History of Lake Champlain Chocolates
It started on a dare in 1983 . . .
In the kitchen of the Ice House Restaurant, in Burlington, Vermont. At the holidays, Jim Lampman would buy fancy chocolates to give out to his staff. Until one Christmas, when his pastry chef confessed what he really thought of those chocolates. “All right, then you do better!” Jim replied. The result was a batch of hand-rolled truffles so smooth and creamy, so deep in pure chocolate flavor — after just one bite, Jim knew they were onto something.
Within a year the restaurant was sold, Lake Champlain Chocolates was born, and a new era in American chocolate had begun.
That’s where we always start the story.
Though maybe it began back in 1965, when 15-year-old Jim landed a summer job at Country Kettle Fudge, on the Jersey Shore. Visitors to the shop discovered a magical experience there, and a feast for the senses. This was thanks to the vision of owner John Maschal, who would become a mentor to Jim over the next four years — a model for bringing passion to all you do.
Then again, perhaps it all started one morning in 1959, in Danville, Illinois, when Jim’s Grandma Tusca served him chocolate cake for breakfast. As Tusca saw it, your taste buds were freshest in the morning, so chocolate tasted better — plus, you had all day to work it off! This made sense to Jim, who learned that morning to do things his own way (like Grandma Tusca). And to eat chocolate any time.
However it began, our story continues . . .
At the start, the idea was to sell our truffles wholesale to just a few specialty stores. Tucked away in a tiny alley behind Floyd’s lawnmower service, we weren’t too easy to find. And yet, there came a constant knocking at our door — chocolate lovers who had tracked us down in search of truffles!
It was clear we'd have to grow — and in 1998 we did, moving to a 24,000-square-foot facility at 750 Pine Street, where we still make all our chocolates today. You can now find our products in 2,000 specialty stores across the U.S., as well as in our three Vermont retail stores and our new culinary center, the South End Kitchen.
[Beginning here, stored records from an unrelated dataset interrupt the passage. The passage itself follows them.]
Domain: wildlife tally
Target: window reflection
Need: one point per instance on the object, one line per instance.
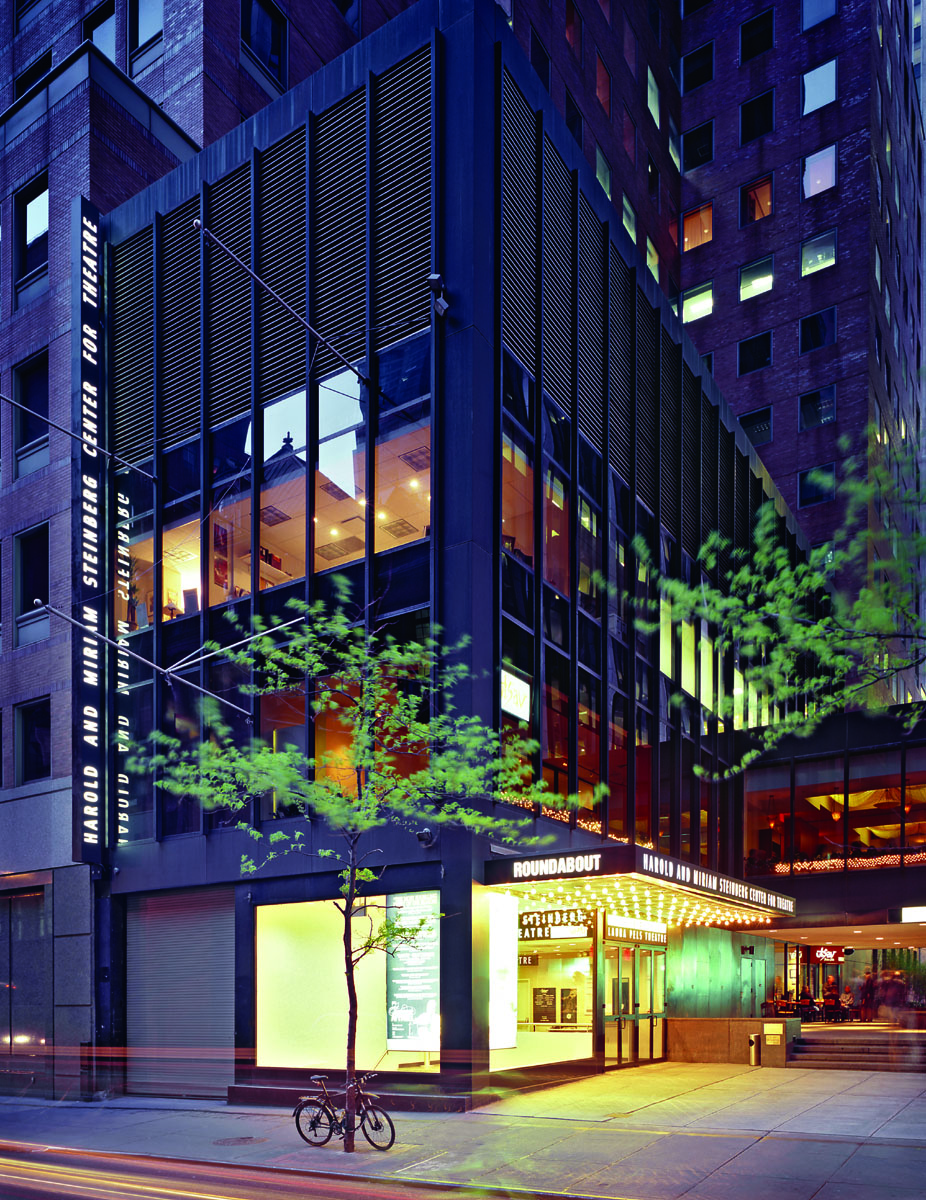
(340, 473)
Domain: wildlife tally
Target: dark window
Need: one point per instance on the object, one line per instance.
(755, 353)
(697, 67)
(757, 35)
(30, 384)
(264, 33)
(817, 486)
(540, 59)
(756, 201)
(100, 29)
(757, 426)
(697, 147)
(31, 75)
(815, 11)
(31, 220)
(818, 330)
(757, 117)
(818, 407)
(34, 741)
(573, 118)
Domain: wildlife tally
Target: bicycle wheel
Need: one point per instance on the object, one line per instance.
(378, 1127)
(314, 1123)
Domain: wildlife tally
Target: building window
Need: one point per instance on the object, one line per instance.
(817, 253)
(602, 171)
(630, 220)
(756, 201)
(602, 85)
(697, 147)
(757, 426)
(697, 227)
(100, 29)
(817, 486)
(818, 330)
(573, 118)
(756, 277)
(264, 33)
(757, 35)
(30, 429)
(753, 353)
(653, 96)
(32, 73)
(815, 11)
(30, 567)
(145, 33)
(697, 67)
(757, 117)
(573, 29)
(697, 301)
(539, 59)
(819, 87)
(819, 172)
(32, 741)
(817, 408)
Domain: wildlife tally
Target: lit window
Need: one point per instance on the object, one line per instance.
(602, 171)
(697, 147)
(602, 85)
(697, 301)
(815, 11)
(818, 407)
(756, 201)
(630, 220)
(757, 35)
(757, 426)
(819, 172)
(697, 67)
(697, 227)
(817, 486)
(653, 96)
(756, 277)
(819, 87)
(818, 330)
(757, 117)
(753, 353)
(819, 252)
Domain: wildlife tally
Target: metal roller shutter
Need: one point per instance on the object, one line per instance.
(180, 995)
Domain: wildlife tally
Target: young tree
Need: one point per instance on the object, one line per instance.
(390, 747)
(811, 634)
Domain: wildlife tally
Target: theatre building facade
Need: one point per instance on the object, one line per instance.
(499, 402)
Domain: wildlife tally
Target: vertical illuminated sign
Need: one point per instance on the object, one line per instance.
(88, 531)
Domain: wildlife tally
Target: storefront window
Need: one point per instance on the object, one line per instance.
(876, 809)
(517, 498)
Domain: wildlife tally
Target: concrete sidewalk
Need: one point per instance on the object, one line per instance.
(707, 1132)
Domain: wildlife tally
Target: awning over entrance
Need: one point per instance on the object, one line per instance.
(636, 883)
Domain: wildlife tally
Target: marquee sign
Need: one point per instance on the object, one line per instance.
(89, 526)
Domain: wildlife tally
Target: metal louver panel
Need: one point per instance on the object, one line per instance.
(591, 325)
(180, 993)
(281, 258)
(340, 232)
(401, 201)
(132, 310)
(620, 367)
(559, 280)
(647, 401)
(690, 461)
(179, 351)
(671, 435)
(228, 299)
(519, 234)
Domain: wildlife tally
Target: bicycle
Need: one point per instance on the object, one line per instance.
(317, 1119)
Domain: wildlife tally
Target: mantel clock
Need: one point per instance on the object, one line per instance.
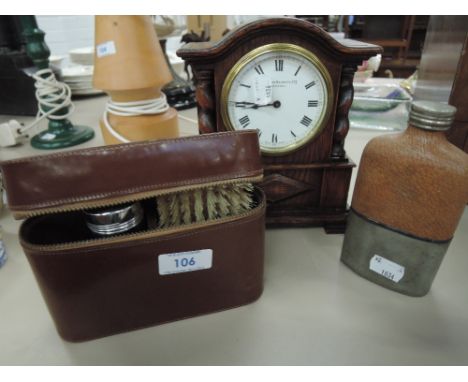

Mail order and online sales represent our fastest-growing segment, shipping directly to consumers in all 50 states.
From small beginnings come great things.
It’s amazing to think it began with a handful of employees willing to “work for chocolate”! Today, we’re close to 130 people at peak season, and what began with truffles has expanded to include Chocolates of Vermont, Five Star Bars, sea salt caramels, hot chocolate, organic chocolate, and our popular Chocolate of the Month Club.
LCC’s chocolates have won regional and national awards, as well as accolades from the New York Times, Good Housekeeping, the Wall Street Journal, Travel + Leisure, WeddingWire, Martha Stewart Living, and others. Sure, we’re proud of those — but what we’re most proud of is our commitment to the people who make our products possible.
A chocolate company you can believe in.
In March 2013, Lake Champlain Chocolates earned Fair for Life - Social & Fair Trade Certification — a third-party certification for social accountability and fair trade. And as of June 2013, 86% of the chocolate we use is fair trade certified by FLO-CERT of Fair Trade International. In addition, we’re supporting a World Cocoa Foundation scholarship, expanding direct trade with cocoa farmers, and developing organic, non-GMO products.
With so many exciting new initiatives in the works, it’s good to pause, take stock of the past, and appreciate where we are today. Most important, to realize it’s all been possible because you — our customers — care as much about great chocolate as we do. And looking to the future, you can be sure we’ll continue to follow the same principles that have guided Jim from the very beginning:
Dare to do better. Always do it with passion. And do it your own way.